Weinfeld: The intermarriage consensus

(Flickr photo)

Michael Knopf, a Conservative rabbi at Temple Beth-El in Richmond, Va., recently said that Conservative rabbis should be allowed to officiate interfaith weddings, provided they are the sole officiant, the wedding ceremony is exclusively Jewish and the couple promises to keep a Jewish home and raise Jewish children.

Rabbi Knopf will not officiate such weddings, however, until the Conservative movement lifts its restriction on doing so. By making a bold public statement, he hopes to push the Conservative movement in a more inclusive direction.

Beth-El is my shul and Rabbi Knopf is my friend. I also happen to think he’s right. He’s right that it’s better to be welcoming than exclusionary. He’s right that when interfaith couples have a Jewish wedding, it often fosters greater Jewish engagement. He’s right that denying people the option to have their preferred rabbi officiate at their wedding pushes people away, not just from the Conservative movement, but from Judaism altogether.

Rabbi Knopf is writing from a place of love, as a devout, learned rabbi who’s deeply committed to the Conservative movement, but also as a modern, liberal Jew with intermarried relatives. He hopes the move will strengthen the stagnant Conservative movement.

Ironically, however, I wonder if this change in interfaith wedding policy will hasten Conservative Judaism’s decline, while strengthening the non-Orthodox Jewish community as a whole.

READ: EXTENDING A HAND TO INTERMARRIED COUPLES

Jewish denominational integrity in the Diaspora is breaking down. The non-Orthodox Jewish world is en route to achieving a consensus on intermarriage and interfaith weddings.
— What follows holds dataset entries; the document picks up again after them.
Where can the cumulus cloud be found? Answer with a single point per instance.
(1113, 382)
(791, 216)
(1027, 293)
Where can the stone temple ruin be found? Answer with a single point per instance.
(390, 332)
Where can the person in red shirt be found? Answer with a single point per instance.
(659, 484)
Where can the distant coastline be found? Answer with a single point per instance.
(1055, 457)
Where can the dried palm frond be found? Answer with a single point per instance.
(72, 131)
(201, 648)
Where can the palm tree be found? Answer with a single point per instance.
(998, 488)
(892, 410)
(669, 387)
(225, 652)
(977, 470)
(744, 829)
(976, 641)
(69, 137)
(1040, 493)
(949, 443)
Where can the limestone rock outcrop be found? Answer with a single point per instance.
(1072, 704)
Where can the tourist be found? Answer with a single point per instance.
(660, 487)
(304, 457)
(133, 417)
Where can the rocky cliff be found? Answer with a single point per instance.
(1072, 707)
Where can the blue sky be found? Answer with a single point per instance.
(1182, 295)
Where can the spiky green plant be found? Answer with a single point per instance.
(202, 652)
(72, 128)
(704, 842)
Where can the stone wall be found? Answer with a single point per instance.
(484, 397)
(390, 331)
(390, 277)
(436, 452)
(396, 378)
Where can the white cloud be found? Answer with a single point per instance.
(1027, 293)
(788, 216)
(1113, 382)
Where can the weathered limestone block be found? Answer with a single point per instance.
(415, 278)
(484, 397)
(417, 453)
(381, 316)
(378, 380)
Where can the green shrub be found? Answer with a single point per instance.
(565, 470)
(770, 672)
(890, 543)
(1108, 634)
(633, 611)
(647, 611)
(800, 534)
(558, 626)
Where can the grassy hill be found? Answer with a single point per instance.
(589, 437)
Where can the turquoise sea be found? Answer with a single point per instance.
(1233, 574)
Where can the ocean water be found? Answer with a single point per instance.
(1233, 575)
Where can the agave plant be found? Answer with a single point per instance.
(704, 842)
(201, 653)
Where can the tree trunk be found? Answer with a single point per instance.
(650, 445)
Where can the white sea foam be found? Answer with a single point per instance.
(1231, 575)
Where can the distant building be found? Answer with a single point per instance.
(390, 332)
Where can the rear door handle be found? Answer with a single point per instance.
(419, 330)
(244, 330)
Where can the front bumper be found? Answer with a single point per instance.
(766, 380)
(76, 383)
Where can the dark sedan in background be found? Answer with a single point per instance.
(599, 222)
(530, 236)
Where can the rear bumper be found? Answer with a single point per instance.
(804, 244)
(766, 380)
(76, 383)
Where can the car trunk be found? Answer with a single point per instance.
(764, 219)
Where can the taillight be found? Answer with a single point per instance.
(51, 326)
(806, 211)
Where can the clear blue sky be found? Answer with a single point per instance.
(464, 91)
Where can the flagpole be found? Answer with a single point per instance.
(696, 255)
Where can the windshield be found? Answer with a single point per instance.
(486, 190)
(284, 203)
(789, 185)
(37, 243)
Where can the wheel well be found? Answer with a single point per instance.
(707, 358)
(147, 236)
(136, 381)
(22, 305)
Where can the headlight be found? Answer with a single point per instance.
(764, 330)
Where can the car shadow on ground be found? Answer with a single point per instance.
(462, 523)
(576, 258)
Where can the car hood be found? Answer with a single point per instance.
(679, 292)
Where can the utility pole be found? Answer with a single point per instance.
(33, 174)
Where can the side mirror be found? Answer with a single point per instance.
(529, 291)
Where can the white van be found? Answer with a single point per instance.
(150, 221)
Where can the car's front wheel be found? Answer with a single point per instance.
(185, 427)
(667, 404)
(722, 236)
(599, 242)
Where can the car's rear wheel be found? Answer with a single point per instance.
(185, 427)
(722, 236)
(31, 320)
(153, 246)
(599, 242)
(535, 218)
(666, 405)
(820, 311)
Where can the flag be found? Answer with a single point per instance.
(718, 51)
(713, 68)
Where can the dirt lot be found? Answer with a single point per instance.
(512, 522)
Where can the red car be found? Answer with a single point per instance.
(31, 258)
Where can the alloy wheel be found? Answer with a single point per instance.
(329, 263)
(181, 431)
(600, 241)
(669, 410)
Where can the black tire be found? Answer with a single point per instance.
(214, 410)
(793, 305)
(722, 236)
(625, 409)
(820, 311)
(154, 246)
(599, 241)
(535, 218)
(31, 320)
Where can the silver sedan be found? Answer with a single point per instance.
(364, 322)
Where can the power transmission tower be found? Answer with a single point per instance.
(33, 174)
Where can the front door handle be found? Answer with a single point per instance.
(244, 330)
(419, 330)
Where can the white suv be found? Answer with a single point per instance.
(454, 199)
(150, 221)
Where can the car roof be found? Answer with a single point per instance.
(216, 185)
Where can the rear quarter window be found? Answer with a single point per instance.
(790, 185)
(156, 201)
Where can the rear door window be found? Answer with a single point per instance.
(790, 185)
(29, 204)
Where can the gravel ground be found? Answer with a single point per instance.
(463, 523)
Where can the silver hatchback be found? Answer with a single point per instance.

Whereas intermarriage used to be the enemy – “finishing Hitler’s work,” in the words of its staunchest opponents – today, the more likely response is acceptance and accommodation. What was once deemed a challenge is now acknowledged to be a reality, even an opportunity.

Though Judaism is not a proselytizing religion, conversion to Judaism is more widespread and important today than in any time in history. One reason for this is interfaith marriage. For non-Jewish spouses of Jews, having a fully Jewish wedding ceremony is often a form of “soft” conversion, an embrace of Judaism as part of family life, if not personal life.

Sometimes, that soft conversion will lead to “full” conversion – the acceptance of Jewish beliefs, performance of Jewish rituals and a formal conversion ceremony. Sometimes not. Either way, it frequently results in an expansion, rather than a dilution, of the Jewish world, so long as the non-Jewish spouse is fully accepted by the community. All the non-Orthodox Jewish denominations now recognize this.

With this consensus on intermarriage, very little separates the denominations now. Conservative synagogues already employ Reconstructionist rabbis, and vice versa. Reform temples once felt like churches; today, their services are recognizable to members of Conservative synagogues. They may not serve glatt kosher food at their events, but we’re unlikely to see a repeat of Hebrew Union College’s infamous Trefa Banquet of 1883, where the Reform seminary’s graduating class was infamously served a dinner that combined meat and dairy, along with a healthy portion of shellfish. A hundred years ago, there were serious efforts to move Shabbat to Sunday. That would be unthinkable today. When Reform made its primary service on Friday night, many Conservative synagogues added Friday night services, as well. The differences blur.

There will always be disagreements among Jews, but how we approach those disagreements matters. In 2015, the Reconstructionist movement allowed its rabbis to marry non-Jews. I was raised Reconstructionist, and I supported that decision. Reconstructionism exists to push boundaries. However, the Conservative movement is meant to uphold halakhah within a modern, egalitarian framework. As Conservative Judaism follows the other denominations on interfaith marriage, may it continue to revere halakhah, not as an anchor, but as a rudder, guiding us forward in tumultuous times.